Plastic parts layout refers to arrangement of one or more kinds of plastic parts through reasonable injection moulding process and mold structure according to requirements of customer. Layout of plastic parts complements mold structure and plastic processability, directly affects later injection moulding process. When aligning, corresponding mold structure must be considered, position is adjusted under condition that mold structure is satisfied.
Consider following points from perspective of injection moulding process:
(1) Flow length. Flow length of each compound is different. If flow length exceeds process requirements, plastic parts will not be filled. (See Chapter 2 for details)
(2) Flow path waste. Under premise of satisfying filling of each cavity, length of flow channel and size of section should be as small as possible to ensure minimum of flow path waste.
(3) Gate location. When gate position affects position of plastic parts, gate position must be determined first and then ranked.

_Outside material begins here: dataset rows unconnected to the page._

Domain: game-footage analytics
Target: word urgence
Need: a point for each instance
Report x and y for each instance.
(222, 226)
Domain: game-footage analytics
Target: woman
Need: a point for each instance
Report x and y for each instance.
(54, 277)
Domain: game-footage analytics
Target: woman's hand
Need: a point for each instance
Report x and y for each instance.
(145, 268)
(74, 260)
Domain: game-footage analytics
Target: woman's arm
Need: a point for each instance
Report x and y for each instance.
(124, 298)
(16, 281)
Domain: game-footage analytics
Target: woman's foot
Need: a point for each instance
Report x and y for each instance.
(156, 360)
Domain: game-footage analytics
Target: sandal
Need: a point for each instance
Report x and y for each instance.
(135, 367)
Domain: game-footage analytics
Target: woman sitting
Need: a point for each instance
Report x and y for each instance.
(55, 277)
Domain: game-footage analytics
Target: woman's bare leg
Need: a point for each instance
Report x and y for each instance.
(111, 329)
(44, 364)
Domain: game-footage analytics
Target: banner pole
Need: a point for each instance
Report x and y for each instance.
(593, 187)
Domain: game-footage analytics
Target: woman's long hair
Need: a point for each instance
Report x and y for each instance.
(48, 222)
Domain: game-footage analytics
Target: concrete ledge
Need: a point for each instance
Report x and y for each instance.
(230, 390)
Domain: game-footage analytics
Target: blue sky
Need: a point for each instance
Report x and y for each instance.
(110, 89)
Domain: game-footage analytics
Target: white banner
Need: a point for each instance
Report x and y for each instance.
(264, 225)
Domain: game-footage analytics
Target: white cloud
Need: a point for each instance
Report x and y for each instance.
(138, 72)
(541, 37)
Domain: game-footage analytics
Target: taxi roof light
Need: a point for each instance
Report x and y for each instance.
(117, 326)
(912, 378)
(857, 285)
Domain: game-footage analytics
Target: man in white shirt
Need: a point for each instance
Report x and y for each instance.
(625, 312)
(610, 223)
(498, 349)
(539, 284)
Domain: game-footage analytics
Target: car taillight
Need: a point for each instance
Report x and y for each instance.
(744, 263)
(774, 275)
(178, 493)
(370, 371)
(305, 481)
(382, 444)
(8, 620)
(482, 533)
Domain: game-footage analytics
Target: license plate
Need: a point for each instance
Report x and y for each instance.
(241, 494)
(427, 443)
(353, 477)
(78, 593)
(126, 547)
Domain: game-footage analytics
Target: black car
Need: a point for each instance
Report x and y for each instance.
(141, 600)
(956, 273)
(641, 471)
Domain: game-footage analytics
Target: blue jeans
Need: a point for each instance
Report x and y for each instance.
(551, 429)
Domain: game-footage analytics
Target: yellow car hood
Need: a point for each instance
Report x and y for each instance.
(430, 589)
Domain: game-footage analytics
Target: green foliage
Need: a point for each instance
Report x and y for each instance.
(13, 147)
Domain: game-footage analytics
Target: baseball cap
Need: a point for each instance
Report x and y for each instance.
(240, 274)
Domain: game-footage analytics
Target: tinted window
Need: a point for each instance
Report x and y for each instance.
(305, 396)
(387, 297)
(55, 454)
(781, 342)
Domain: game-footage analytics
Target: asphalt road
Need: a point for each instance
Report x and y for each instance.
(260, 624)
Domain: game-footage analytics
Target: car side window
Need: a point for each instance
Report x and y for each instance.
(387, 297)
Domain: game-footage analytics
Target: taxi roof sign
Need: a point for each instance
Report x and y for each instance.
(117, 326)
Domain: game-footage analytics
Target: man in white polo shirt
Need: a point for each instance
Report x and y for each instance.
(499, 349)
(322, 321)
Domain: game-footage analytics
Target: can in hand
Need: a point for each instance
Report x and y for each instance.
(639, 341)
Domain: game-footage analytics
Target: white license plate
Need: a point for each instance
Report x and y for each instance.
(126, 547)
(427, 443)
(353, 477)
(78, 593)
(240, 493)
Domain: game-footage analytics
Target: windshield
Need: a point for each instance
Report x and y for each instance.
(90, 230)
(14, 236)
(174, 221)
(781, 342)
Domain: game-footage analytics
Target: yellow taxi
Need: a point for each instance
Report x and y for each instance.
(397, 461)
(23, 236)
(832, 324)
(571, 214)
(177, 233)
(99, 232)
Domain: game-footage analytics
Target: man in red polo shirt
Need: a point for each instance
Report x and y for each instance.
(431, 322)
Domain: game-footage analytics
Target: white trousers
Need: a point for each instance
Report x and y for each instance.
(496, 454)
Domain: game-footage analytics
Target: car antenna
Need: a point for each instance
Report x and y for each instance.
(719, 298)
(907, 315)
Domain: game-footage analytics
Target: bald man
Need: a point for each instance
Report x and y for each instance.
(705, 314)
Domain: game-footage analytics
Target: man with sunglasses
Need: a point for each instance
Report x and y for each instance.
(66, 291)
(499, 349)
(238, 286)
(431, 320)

In the case of a multi-cavity mold, gate location should be uniform.
(4) Feeding balance. Injection balance means that compound fills cavity at the same time under substantially same conditions.
(5) In order to meet feeding balance, following methods are generally used:
A. According to feeding arrangement (as shown in Figure 5.1.1), it is suitable for case that size of plastic parts is basically same.

 

B. According to large plastic parts close to main runner, small plastic parts are arranged away from main runner, then plastic and gate size are adjusted to meet feeding balance.
Note: When weight ratio of plastic parts is greater than 8, it should be discussed with product designer. In this case, it is difficult to adjust runner and gate size to meet balance requirements.
(6) Cavity pressure balance. Cavity pressure is divided into two parts, one is axial pressure parallel to mold opening direction; second is lateral pressure perpendicular to mold opening direction. Displacement stress is to balance axial pressure and lateral pressure with respect to center of mold to prevent peak of overflow.
Ways to meet pressure balance:

A. Position is uniform and symmetrical. Axial balance is shown in Figure 5.1.2; lateral balance is shown in Figure 5.1.3.

 

B. Using mold structure balance, figure 5.1.4. This is a commonly used method for balancing side pressure.

 

Consider following points from perspective of mold structure

Position should be such that runner and nozzle are at a certain distance from edge of front cavity to meet sealing requirements. Generally, D1≥5.0mm, D2≥10.0mm, as shown in Figure 5.1.5.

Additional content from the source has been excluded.